LA SERENIDAD DE LA NOCHE
Por Enrique Medina
Goza
la serenidad de la noche, Anías. Pasea por el jardín iluminado. Acaricia el
Neptuno que desde el centro domina el extenso terreno. Pone la mano a mojar
para que la cascada, en el hecho, se muestre agradecida de que él la haya
ubicado en un lugar privilegiado del jardín. En las esquinas y en medio de
caminitos están, estratégicamente, los bustos de Alejandro Magno, Beethoven, el
grupo de Las Tres Gracias, el Pensador de Rodin, y un brioso caballo, todos
hechos por su padre cuando él aún no había nacido. Sólo son esculturas de mesa
bien instaladas en pedestales fastuosos que las ponderan aún más, pero están
bien creadas y se lucen. Hechas cuando su padre soñaba con ser un artista
destacado. Luego ese sueño se quebró.
Va
a la leonera. Busca un libro sobre caballos y observa las fotos detenidamente.

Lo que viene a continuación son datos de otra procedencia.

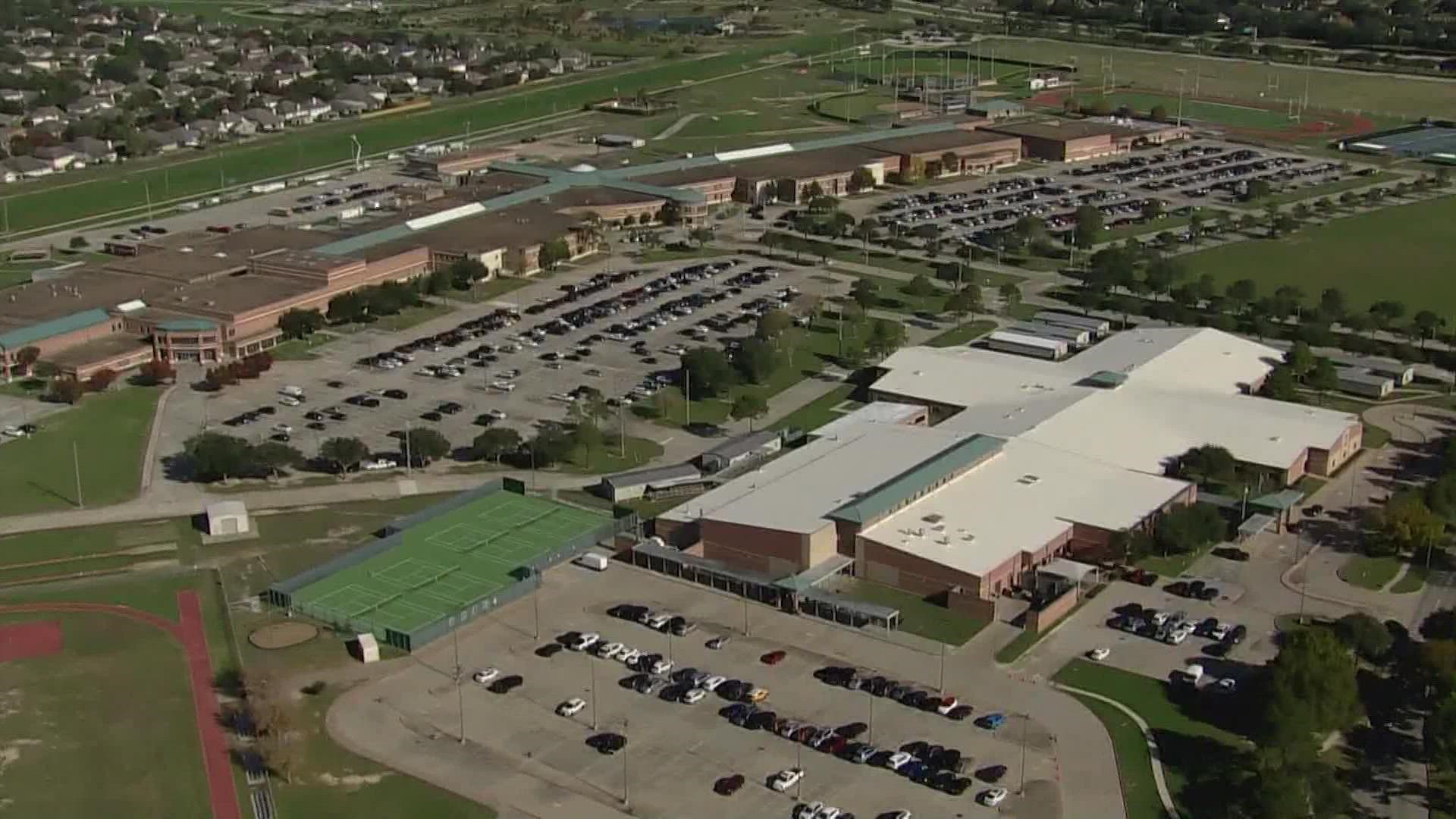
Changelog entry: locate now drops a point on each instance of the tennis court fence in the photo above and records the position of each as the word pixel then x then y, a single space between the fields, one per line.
pixel 283 595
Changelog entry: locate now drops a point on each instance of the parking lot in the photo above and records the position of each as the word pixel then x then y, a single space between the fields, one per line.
pixel 514 362
pixel 676 752
pixel 1149 654
pixel 1175 178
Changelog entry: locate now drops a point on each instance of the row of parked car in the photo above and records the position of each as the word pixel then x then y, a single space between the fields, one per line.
pixel 902 692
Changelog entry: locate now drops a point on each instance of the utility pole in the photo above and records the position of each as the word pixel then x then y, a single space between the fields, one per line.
pixel 76 463
pixel 459 673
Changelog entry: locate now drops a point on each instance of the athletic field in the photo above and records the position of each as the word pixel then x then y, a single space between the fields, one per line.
pixel 443 564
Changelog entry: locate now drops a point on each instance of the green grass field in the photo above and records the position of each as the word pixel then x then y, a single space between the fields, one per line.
pixel 1235 79
pixel 820 411
pixel 1410 246
pixel 1184 744
pixel 1369 572
pixel 83 742
pixel 1194 110
pixel 1134 761
pixel 109 433
pixel 916 615
pixel 92 193
pixel 444 563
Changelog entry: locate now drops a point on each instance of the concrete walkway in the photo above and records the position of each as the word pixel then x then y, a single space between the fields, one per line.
pixel 1159 780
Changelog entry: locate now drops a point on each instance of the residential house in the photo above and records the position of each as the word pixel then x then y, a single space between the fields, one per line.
pixel 60 158
pixel 28 167
pixel 265 120
pixel 47 114
pixel 93 150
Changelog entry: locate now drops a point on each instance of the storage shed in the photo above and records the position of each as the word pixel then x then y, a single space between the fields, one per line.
pixel 228 518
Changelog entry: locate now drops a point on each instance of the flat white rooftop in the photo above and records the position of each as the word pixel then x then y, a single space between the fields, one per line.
pixel 1017 502
pixel 1184 387
pixel 795 491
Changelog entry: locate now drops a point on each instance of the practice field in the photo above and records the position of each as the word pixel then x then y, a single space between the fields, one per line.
pixel 1400 253
pixel 1250 80
pixel 443 564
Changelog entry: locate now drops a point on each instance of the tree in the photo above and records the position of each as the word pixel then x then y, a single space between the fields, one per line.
pixel 300 324
pixel 424 445
pixel 27 357
pixel 1011 297
pixel 1088 226
pixel 861 180
pixel 585 438
pixel 1315 670
pixel 772 324
pixel 1207 464
pixel 64 391
pixel 748 406
pixel 156 372
pixel 1280 385
pixel 495 444
pixel 554 253
pixel 965 300
pixel 756 360
pixel 344 452
pixel 1367 635
pixel 101 379
pixel 701 235
pixel 886 337
pixel 865 293
pixel 707 372
pixel 1324 378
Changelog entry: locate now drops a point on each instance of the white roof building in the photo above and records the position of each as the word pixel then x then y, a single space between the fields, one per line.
pixel 1134 400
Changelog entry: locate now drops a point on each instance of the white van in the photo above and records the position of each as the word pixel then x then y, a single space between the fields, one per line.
pixel 595 561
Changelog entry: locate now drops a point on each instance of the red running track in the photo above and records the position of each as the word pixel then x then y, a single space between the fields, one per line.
pixel 191 634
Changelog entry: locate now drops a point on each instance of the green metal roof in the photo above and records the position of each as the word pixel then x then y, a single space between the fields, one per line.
pixel 894 491
pixel 185 325
pixel 1282 500
pixel 55 327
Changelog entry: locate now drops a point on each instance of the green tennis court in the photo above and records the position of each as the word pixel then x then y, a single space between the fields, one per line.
pixel 447 563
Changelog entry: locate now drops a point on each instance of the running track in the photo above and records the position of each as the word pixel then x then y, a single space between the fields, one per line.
pixel 193 637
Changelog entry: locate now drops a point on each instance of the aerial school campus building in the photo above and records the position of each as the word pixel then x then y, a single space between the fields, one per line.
pixel 1022 463
pixel 209 297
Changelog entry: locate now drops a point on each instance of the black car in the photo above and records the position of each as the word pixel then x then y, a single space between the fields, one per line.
pixel 990 773
pixel 507 684
pixel 728 786
pixel 607 742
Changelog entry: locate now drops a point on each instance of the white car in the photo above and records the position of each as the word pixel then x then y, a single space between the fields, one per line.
pixel 993 798
pixel 785 780
pixel 899 760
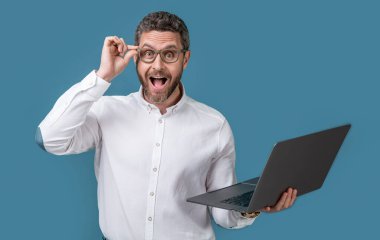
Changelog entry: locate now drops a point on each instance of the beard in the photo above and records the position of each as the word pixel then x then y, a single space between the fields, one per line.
pixel 162 96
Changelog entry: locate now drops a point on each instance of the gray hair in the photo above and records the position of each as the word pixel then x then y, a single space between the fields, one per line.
pixel 163 21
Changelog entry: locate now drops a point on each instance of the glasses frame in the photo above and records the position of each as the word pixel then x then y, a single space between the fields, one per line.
pixel 159 52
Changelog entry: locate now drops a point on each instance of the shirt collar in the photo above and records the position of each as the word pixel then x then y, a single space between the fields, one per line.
pixel 172 109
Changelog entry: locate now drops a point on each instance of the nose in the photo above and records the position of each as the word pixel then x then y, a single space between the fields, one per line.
pixel 157 63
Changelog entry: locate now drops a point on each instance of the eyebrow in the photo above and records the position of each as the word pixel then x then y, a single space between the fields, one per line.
pixel 166 47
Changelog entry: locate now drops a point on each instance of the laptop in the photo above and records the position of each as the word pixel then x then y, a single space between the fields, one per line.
pixel 301 163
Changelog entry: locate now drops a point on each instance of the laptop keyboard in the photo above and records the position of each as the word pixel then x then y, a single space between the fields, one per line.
pixel 240 200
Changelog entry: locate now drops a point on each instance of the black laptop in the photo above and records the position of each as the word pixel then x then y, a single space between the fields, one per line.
pixel 301 163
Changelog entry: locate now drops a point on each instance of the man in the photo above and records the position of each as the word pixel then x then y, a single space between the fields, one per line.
pixel 154 148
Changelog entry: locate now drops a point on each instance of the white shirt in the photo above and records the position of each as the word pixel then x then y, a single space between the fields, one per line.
pixel 147 164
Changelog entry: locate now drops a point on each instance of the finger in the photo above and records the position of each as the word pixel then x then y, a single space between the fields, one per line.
pixel 280 203
pixel 266 209
pixel 110 40
pixel 288 198
pixel 128 55
pixel 125 47
pixel 294 196
pixel 119 44
pixel 132 47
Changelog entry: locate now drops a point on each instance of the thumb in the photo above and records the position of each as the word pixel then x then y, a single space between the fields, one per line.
pixel 128 55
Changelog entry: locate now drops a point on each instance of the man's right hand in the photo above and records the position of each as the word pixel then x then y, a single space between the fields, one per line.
pixel 115 57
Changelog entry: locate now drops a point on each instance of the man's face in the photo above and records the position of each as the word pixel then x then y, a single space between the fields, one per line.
pixel 158 78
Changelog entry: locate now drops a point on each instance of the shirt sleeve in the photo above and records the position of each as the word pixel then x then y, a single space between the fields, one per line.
pixel 71 126
pixel 222 174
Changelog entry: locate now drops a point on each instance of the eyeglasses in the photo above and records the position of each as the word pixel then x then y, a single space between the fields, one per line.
pixel 148 55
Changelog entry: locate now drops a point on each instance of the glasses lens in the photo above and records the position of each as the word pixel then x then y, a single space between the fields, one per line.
pixel 147 55
pixel 169 55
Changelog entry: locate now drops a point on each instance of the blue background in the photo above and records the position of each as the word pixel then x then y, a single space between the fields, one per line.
pixel 275 69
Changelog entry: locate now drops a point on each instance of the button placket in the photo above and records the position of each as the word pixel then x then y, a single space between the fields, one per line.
pixel 151 196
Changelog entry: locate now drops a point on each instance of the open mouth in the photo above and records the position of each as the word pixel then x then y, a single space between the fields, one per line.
pixel 158 82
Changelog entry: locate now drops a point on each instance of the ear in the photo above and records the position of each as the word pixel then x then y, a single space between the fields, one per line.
pixel 186 59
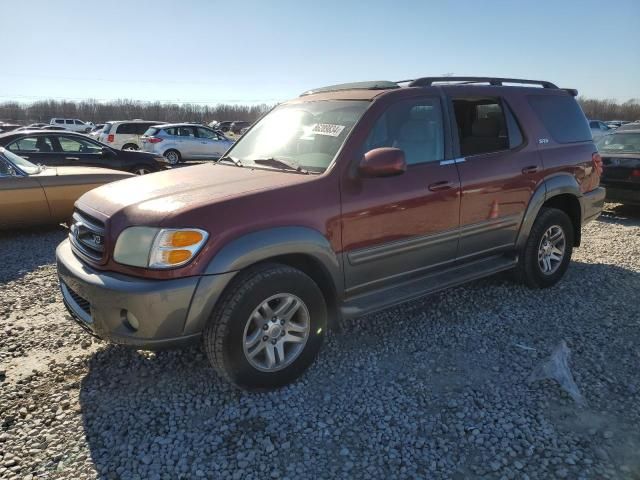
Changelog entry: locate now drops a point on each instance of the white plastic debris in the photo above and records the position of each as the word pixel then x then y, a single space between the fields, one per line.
pixel 556 367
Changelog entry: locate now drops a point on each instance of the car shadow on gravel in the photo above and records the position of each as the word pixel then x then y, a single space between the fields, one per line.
pixel 167 414
pixel 26 250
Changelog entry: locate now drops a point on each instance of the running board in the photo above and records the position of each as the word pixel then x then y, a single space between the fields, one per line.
pixel 387 297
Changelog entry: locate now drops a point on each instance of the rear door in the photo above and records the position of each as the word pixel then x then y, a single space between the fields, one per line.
pixel 499 171
pixel 22 198
pixel 188 144
pixel 38 149
pixel 79 151
pixel 210 145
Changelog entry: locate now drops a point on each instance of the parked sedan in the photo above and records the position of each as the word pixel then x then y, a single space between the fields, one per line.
pixel 36 195
pixel 178 142
pixel 620 153
pixel 55 148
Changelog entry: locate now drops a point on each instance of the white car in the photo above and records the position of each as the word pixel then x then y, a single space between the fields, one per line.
pixel 72 124
pixel 125 135
pixel 598 129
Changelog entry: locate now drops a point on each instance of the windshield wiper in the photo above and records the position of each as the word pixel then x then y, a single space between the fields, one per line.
pixel 233 160
pixel 274 162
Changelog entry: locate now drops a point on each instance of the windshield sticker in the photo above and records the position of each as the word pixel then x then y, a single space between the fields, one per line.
pixel 327 129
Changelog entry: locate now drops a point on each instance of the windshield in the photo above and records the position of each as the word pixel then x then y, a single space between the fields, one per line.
pixel 20 162
pixel 305 135
pixel 620 142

Entonces quita el paño que cubre la escultura que está haciendo y la compara
con las fotos del libro. Sonríe porque descubre su error: una de las patas
levantadas como que se nota algo hundida en el cuerpo del animal. Debe
rectificar alargando apenas el primer tramo de la extremidad. Detiene sus
observaciones y se queda quieto. Presta atención a los ruidos exteriores. Apaga
la luz. Cuidando de no provocar ruido va hasta un rincón. Abre un viejo armario
de metal donde guarda sus defensas. Justo hoy que estoy sin los perros, piensa.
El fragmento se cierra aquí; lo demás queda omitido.